The new paper is a disappointment to anyone hoping for a convincing rebuttal to charges that the WTO’s General Agreement on Trade in Services (GATS) promotes financial services deregulation. The 76-page document includes a lengthy discursion on the GATS treatment of corporate branches versus subsidiaries, as well as a very defensive discussion of the causes of the crisis (bottomline, in their estimation: WTO rules are in no way implicated). The paper avoids altogether the question of WTO compatibility of the types of measures that member countries have implemented in response to the crisis. This is despite the formal demand via a paper tabled September 17, 2009 in the WTO’s Committee on Trade in Financial Services, and via subsequent requests at the General Council in December.
And, with respect to the question of how GATS rules promoted past financial deregulation and could conflict with reregulation, several points are especially worth highlighting:
1. The Secretariat does not rebut any of the main concerns about the GATS rules’ deregulatory requirements raised in recent years.
2. In fact, the Secretariat confirms many of these concerns.
3. When dealing with a controversial issue where there is no record of official interpretation at the WTO, the Secretariat cites only unofficial sources making “don’t worry, be happy” arguments rather than reviewing all of the international law review and other analyses, or offering an official interpretation.

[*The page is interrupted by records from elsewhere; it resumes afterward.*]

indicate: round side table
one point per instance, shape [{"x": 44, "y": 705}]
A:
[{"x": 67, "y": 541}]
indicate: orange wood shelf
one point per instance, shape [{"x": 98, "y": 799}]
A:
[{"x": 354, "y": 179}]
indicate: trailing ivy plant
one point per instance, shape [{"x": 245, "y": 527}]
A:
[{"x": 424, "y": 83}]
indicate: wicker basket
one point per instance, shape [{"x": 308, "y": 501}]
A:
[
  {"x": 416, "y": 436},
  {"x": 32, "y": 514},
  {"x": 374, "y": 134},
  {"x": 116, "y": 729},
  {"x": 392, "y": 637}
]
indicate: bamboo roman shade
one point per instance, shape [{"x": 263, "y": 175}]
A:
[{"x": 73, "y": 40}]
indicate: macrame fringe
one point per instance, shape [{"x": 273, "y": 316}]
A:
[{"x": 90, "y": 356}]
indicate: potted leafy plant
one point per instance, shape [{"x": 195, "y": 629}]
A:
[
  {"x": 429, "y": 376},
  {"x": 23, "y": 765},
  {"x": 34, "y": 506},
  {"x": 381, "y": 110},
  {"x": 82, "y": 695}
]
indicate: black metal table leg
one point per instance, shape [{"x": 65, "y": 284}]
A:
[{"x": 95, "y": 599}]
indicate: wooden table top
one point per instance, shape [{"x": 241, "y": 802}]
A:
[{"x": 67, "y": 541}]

Here’s a Top 13 list of claims the WTO’s defenders would have liked the Secretariat to make, but which it did not, because it cannot:
1. That GATS rules only require that foreign firms be treated like domestic firms, and that a WTO panel would never rule against a non-discriminatory domestic regulation.

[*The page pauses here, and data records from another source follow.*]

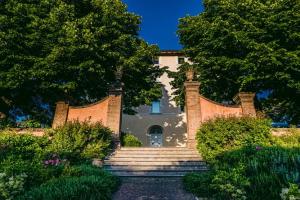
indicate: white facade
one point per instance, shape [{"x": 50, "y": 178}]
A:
[{"x": 163, "y": 124}]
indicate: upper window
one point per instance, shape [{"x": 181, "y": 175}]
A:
[
  {"x": 155, "y": 107},
  {"x": 180, "y": 60},
  {"x": 155, "y": 60}
]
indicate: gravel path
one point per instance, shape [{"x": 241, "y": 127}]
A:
[{"x": 141, "y": 188}]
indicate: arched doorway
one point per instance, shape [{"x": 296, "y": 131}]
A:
[{"x": 156, "y": 136}]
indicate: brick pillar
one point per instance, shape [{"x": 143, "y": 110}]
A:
[
  {"x": 246, "y": 99},
  {"x": 114, "y": 113},
  {"x": 193, "y": 111},
  {"x": 61, "y": 114}
]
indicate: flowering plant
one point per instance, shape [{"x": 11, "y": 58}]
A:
[{"x": 54, "y": 160}]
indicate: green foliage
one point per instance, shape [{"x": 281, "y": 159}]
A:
[
  {"x": 230, "y": 184},
  {"x": 10, "y": 187},
  {"x": 198, "y": 184},
  {"x": 129, "y": 140},
  {"x": 70, "y": 50},
  {"x": 50, "y": 176},
  {"x": 249, "y": 45},
  {"x": 83, "y": 187},
  {"x": 6, "y": 123},
  {"x": 80, "y": 141},
  {"x": 293, "y": 192},
  {"x": 251, "y": 165},
  {"x": 83, "y": 170},
  {"x": 223, "y": 134},
  {"x": 291, "y": 139},
  {"x": 23, "y": 154}
]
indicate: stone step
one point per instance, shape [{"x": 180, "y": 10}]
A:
[
  {"x": 155, "y": 149},
  {"x": 155, "y": 156},
  {"x": 149, "y": 173},
  {"x": 154, "y": 163},
  {"x": 141, "y": 159},
  {"x": 155, "y": 167}
]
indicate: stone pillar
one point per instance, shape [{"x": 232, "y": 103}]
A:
[
  {"x": 61, "y": 114},
  {"x": 246, "y": 99},
  {"x": 193, "y": 111},
  {"x": 114, "y": 113}
]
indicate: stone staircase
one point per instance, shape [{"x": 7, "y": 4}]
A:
[{"x": 154, "y": 162}]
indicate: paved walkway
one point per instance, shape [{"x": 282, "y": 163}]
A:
[{"x": 140, "y": 188}]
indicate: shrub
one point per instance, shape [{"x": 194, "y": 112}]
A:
[
  {"x": 24, "y": 146},
  {"x": 223, "y": 134},
  {"x": 292, "y": 139},
  {"x": 83, "y": 188},
  {"x": 23, "y": 154},
  {"x": 84, "y": 170},
  {"x": 80, "y": 141},
  {"x": 11, "y": 186},
  {"x": 129, "y": 140},
  {"x": 252, "y": 165},
  {"x": 198, "y": 183},
  {"x": 6, "y": 123},
  {"x": 291, "y": 193},
  {"x": 230, "y": 184}
]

2. That WTO panels have already established that countries are free to adopt non-discriminatory financial services regulations without risking GATS challenges.
3. That any policy that is ruled kosher by the so-called “international financial regulatory bodies” (like the Basel Committee for Banking Supervision, the International Monetary Fund (IMF), etc.) is automatically allowable under the GATS, and that the WTO just imports the definitions and disciplines of these more knowledgeable bodies.

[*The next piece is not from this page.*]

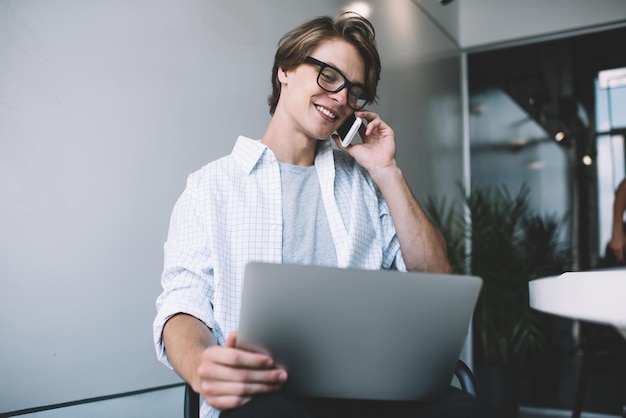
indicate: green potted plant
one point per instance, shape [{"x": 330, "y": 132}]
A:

4. That countries that fear that past governments overcommitted domestic financial service sectors to GATS rules at the height of the deregulation craze can withdraw those sectors without having to pay out compensation to other WTO members.
5. That anytime a country adopts a financial services policy for prudential reasons, then there is no way that this policy can be challenged at / ruled against by a WTO panel.
6. That the GATS has been determined by a WTO panel to not restrict countries from adopting firewalls between commercial and investment banks (as the United States did under the Glass-Steagall Act and later amendments).
7. That the GATS has been determined by a WTO panel to not apply to policies limiting the size of individual firms.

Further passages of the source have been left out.